College of Wooster Privacy Statement: General Statement of our practices and policies
Effective: May 23, 2018
As a current or prospective student, former student, graduate, applicant for employment, employee, donor, research participant, or parent or guardian, you provide, or have provided, The College of Wooster with personal information. We are committed to respecting and protecting your information; to let you know how we collect, use, and disclose the information you provide. The College complies with applicable federal, state, or international privacy regulations, for example, the GDPR and California Consumer Privacy Act, as applicable.

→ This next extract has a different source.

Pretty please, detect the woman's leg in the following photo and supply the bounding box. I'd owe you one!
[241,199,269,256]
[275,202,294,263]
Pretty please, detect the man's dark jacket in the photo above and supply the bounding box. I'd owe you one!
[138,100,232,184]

As a U.S. not-for-profit corporation, what we do to protect your personal information is governed by various U.S. regulations, including but not limited to the Higher Education Opportunity Act of 2008 (and its reauthorizations), the Family Educational Rights and Privacy Act (FERPA), the Health Insurance Portability and Accountability Act of 1996 (HIPAA), the Gramm-Leach-Bliley Act (GLBA) & FTC Safeguards Rule, and PCI DSS guidelines as established by major credit/debit card companies.
Wooster’s Basis for Collecting Your Information
[what is our “lawful use” for collection?]
The College of Wooster is a not-for-profit, private, residential higher education institution that fulfills its educational purpose through the activities of education, research, student development, community service, and advancement/development. To fulfill and support our educational purpose, it is essential and necessary to collect, process, use, and maintain data about our students and parents/guardians if applicable, employees, applicants, research subjects, and others involved in our educational, research, and community programs (this is what’s termed our “lawful base” for collecting and processing information as defined in specific privacy regulations).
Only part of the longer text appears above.